In another scenario, a double tax agreement may provide for income that is not exempt from tax to be charged at a reduced rate. You can find out more about this in HMRC’s helpsheet HS304 ‘non-residents – relief under double tax agreements’ on GOV.UK.
This means that migrants to and from the UK, for example, may have to take into account two or three sets of tax laws: the tax laws of the UK; the tax laws of the other country; and any double taxation agreement between the UK and the other country.
It is also possible for there to be more than two countries involved, for example a national of one country may be living in the UK and have foreign income from a third country.
As mentioned above, even if there is no double taxation agreement, tax relief may be available in the UK by means of a foreign tax credit under UK domestic law. This has nothing to do with working tax credit or child tax credit.
For example, if you pay tax at 15% on your foreign income in the country in which the income arises, then you may still have to pay tax in the UK if you are resident here. If the UK tax rate is 20%, you would effectively only have to pay 5% of tax in the UK, as you would be given relief (or a foreign tax credit) for the 15% of tax paid overseas.
There is more information on foreign tax credit relief in HMRC’s helpsheet HS263 'Calculating Foreign Tax Credit Relief’.
Doubly-taxed UK employment income
If you come to the UK and have employment income for duties performed in the UK that is taxed in your home country, you will still usually need to pay UK tax. Your home country should give you double tax relief by giving a credit for UK taxes paid.

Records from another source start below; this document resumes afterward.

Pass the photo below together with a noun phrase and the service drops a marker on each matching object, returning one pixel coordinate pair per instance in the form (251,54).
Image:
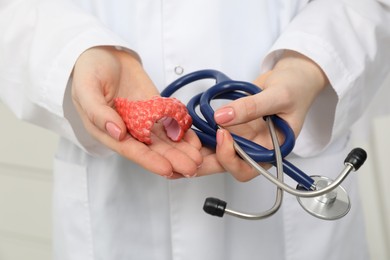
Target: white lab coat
(105,207)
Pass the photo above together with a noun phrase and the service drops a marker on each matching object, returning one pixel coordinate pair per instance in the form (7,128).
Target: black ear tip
(214,206)
(356,157)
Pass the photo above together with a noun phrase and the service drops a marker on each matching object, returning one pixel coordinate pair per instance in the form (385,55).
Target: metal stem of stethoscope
(354,160)
(318,195)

However, if you are resident in a country with which the UK has a double taxation agreement, you may be eligible for relief from UK tax if you spend fewer than 183 days in the UK and you have a non-UK employer.

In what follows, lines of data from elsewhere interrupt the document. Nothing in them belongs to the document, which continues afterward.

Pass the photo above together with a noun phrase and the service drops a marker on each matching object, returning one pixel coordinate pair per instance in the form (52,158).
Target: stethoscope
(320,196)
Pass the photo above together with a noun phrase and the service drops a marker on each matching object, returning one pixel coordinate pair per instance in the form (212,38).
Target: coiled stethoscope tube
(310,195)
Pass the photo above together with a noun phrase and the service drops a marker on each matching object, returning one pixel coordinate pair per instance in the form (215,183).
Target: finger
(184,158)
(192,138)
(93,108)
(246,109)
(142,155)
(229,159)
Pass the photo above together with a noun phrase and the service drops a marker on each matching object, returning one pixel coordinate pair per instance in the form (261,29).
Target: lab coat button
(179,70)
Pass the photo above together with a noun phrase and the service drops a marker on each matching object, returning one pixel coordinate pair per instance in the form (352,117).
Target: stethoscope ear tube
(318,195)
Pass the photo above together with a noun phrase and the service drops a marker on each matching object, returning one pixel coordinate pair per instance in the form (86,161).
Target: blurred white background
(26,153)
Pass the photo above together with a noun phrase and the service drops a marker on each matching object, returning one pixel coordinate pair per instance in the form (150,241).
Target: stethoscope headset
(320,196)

For 2020/21 and 2021/22, if you came to the UK during the coronavirus pandemic and stayed longer than you had intended because of coronavirus travel restrictions, then you may not need to pay UK tax on employment income which you earned after you had originally intended to leave. In this situation, HMRC consider that it would be ‘just and reasonable’ to treat these earnings as non-UK sourced, provided tax has been paid on these earnings in another country. This means that such earnings would not be taxable if you are non-resident in the UK (or if overseas workday relief applies and the earnings are not remitted to the UK).
Otherwise, where taxes are due in both countries, the credit will be restricted to the lower of the UK taxes suffered and the home country tax liability on the same income, which effectively means that you will always end up paying at the higher of the two rates overall.
In such situations, you should seek professional advice from a tax adviser in the country concerned.
There are a couple of things to note about doubly-taxed UK employment income:
- Anyone who is classed as a tax resident of the UK can normally earn a certain amount of money each year, without paying any UK income tax – the personal allowance. Some non-residents can have it too – for example, if you are a European Economic Area (EEA) national or a UK national. Due to the level of the UK personal allowance (for 2023/24, it is £12,570), it is possible that any UK employment income will fall within it, meaning there is no double taxation.
- Whilst you will normally have tax deducted by your UK employer, you may be entitled to reclaim some or all of this back from HMRC. This is an important point because UK withholding tax amounts may not represent the true final tax liability. You cannot claim a foreign tax credit in respect of amounts which are refundable by the relevant tax authority.
Teachers and students
Certain types of visitors to the UK receive special treatment under the terms of a double tax agreement, such as students, teachers or overseas government officials.